The use of sympathicotomy vs resection or ablation may result in fewer cases of severe CS. Likewise, the division of the chain below the R2 level for hand sweating and even below that (R4) for axillary sweating probably has contributed to this significant decrease in CS as well. Current recommendations regarding the optimal level of division suggest either an R2 or an R3 division for hand sweating and an R4 division for axillary sweating.16 Improvements in plantar sweating have been reported to be approximately 50% using this approach.
It would be interesting to see the authors' approach to management of cases of severe CS. Do they administer routine medications? Have they ever offered a surgical approach to revision or neurosurgical nerve grafting? Connery et al17 have described an experimental robot-assisted model for graft transfer to reverse rare cases of severe CS. Overall, the literature suggests only a 50% correction rate using these types of reversal techniques.
Another interesting issue arising from the Atkinson et al report concerns the possible use of combined surgical teams for the thoracoscopic approach. If there are complicated anatomical findings or in the case of reoperations or clinically significant intrathoracic adhesions, have the authors benefitted from thoracic surgery input during the procedures?

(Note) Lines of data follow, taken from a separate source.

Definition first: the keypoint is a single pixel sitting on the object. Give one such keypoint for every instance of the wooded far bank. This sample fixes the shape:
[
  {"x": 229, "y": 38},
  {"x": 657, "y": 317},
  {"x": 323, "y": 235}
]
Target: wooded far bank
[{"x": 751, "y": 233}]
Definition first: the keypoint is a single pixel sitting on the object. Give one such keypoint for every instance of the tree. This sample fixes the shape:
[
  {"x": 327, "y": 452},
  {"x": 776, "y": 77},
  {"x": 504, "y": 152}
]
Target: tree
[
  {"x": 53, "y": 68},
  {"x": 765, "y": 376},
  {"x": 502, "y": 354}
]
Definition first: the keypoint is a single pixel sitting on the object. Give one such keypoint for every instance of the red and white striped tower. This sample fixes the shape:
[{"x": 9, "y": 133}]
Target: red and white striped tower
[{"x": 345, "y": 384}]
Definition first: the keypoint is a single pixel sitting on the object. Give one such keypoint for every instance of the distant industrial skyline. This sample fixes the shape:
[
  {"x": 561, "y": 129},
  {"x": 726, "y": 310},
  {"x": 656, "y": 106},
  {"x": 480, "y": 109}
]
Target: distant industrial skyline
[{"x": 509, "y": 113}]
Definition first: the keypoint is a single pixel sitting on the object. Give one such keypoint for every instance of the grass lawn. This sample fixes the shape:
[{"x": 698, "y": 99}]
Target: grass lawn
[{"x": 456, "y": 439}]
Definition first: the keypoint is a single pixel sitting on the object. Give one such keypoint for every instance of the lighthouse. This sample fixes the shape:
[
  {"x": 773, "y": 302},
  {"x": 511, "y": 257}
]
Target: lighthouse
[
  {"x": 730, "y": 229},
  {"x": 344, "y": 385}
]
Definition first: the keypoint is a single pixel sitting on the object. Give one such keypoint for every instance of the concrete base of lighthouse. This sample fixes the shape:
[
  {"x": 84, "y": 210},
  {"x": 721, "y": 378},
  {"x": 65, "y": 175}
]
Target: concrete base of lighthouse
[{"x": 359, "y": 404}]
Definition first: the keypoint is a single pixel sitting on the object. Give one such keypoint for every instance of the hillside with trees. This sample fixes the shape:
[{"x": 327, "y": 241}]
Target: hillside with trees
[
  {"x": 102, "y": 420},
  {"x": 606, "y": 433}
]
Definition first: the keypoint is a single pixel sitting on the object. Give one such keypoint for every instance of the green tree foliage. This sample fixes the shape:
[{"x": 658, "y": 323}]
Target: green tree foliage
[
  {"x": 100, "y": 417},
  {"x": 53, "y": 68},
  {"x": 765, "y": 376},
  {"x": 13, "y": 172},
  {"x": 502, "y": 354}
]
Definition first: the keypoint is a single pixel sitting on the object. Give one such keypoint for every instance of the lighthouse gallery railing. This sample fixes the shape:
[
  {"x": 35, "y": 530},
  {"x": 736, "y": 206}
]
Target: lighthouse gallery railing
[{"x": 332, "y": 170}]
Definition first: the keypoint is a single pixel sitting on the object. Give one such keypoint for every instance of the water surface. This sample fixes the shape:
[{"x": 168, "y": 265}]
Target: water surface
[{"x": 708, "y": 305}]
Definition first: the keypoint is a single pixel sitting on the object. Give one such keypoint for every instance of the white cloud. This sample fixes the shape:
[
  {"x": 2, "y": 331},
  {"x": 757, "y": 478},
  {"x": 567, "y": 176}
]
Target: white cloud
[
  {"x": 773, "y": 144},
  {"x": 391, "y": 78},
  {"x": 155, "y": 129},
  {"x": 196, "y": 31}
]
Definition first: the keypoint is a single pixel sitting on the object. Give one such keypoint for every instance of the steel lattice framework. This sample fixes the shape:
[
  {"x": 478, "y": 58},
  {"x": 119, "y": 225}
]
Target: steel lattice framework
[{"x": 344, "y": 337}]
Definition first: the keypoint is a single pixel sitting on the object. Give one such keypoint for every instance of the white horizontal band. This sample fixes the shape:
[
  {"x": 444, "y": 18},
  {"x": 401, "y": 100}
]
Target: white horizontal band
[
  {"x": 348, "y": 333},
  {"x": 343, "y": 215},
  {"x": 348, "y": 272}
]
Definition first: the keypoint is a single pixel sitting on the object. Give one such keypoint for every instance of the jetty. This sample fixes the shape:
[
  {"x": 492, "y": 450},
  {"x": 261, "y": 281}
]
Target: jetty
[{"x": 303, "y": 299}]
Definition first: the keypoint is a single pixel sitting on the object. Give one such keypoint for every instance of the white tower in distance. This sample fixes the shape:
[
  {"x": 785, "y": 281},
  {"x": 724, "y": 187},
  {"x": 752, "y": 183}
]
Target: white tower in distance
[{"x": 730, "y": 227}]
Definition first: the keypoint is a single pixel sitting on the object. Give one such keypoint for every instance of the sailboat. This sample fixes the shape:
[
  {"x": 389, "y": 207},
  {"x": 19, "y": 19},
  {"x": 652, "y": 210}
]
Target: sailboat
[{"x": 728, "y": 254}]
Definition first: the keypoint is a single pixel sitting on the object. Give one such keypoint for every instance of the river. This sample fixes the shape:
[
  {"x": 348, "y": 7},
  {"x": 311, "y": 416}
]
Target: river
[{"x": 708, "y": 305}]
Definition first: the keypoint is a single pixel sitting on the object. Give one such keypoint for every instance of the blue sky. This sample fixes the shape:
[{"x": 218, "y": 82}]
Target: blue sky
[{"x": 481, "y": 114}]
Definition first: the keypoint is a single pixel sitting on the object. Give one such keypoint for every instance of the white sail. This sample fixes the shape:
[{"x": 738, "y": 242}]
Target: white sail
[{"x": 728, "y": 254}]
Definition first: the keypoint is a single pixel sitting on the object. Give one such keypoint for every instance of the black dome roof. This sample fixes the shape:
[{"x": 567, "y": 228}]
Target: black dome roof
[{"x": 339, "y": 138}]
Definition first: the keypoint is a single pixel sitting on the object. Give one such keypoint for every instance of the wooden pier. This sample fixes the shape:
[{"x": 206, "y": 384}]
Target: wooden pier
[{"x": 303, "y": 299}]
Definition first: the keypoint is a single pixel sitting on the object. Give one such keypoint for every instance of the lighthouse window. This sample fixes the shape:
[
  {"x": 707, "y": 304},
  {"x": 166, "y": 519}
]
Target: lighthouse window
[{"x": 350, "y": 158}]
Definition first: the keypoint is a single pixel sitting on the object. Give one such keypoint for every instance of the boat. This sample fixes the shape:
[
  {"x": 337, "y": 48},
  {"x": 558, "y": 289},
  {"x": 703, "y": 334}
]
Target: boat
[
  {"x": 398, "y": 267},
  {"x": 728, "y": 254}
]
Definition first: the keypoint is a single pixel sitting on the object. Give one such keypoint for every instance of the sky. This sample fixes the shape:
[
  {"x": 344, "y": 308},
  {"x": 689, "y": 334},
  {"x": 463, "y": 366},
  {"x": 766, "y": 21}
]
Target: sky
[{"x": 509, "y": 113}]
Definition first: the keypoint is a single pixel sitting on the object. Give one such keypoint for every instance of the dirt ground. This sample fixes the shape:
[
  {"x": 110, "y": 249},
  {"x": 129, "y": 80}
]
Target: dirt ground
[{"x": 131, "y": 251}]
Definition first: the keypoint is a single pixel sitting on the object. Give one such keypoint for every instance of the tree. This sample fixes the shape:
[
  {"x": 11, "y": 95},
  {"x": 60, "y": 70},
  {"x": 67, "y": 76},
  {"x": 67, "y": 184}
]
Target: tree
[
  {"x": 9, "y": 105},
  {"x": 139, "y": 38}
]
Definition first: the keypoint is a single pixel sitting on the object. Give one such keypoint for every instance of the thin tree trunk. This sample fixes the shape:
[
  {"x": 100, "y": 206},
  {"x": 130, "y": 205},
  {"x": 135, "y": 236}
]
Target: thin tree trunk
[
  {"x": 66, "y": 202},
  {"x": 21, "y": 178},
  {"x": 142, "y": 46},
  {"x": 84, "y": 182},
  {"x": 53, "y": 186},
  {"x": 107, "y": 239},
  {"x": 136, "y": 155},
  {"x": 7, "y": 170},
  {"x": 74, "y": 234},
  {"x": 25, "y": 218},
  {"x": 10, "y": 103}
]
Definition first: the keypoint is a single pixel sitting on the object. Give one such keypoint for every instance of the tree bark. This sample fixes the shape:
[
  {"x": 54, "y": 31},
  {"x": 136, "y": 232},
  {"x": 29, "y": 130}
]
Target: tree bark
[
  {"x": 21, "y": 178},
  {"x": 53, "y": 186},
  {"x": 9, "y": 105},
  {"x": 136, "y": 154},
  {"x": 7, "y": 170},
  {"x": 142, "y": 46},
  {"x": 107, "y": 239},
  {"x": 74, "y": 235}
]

One of the most exciting findings of the Atkinson et al series is the well-described cardiovascular physiology before and after the procedure. The drop in resting and maximal bicycle exercise heart rate in the subset of 22 study patients was not associated with a decrease in maximal oxygen uptake or duration of maximal exercise. There was both an increased parasympathetic component to the heart rate decrease and a decreased sympathetic cardiac tone. This may be in addition to the expected decrease in peripheral vasomotor tone. Although intriguing, these data need to be confirmed in a large-scale study and compared carefully to previous data, particularly from the thoracic and vascular surgery literature.18 Obviously, great caution should still be exercised in cases in which there is a clinically significant irregularity in heart beat from the beginning. In higher-risk patients, cardiology consultation before undertaking sympathectomy is still probably the safest approach.
Thoracoscopic sympathectomy is by far the best curative alternative for patients with clinically significant idiopathic HH. Topical creams containing aluminum hydroxide, use of iontophoresis, and use of off-label botulinum toxin type A (Botox, Allergan, Irvine, CA) injections are all less successful, time-consuming, and often costly. Use of a standardized surgical approach, including technical modifications as recommended by Atkinson et al, has become the criterion standard for treating HH. Although severe incapacitating CS can occur, it is rare (<2% of cases) and can often be avoided by using approaches that target the sympathetic chain lower than the T2 ganglion and by careful patient preparation. Finally, universal adoption of standard nomenclature will allow future research in this field to be performed across disciplines and allow for more precise comparison of results from centers around the globe.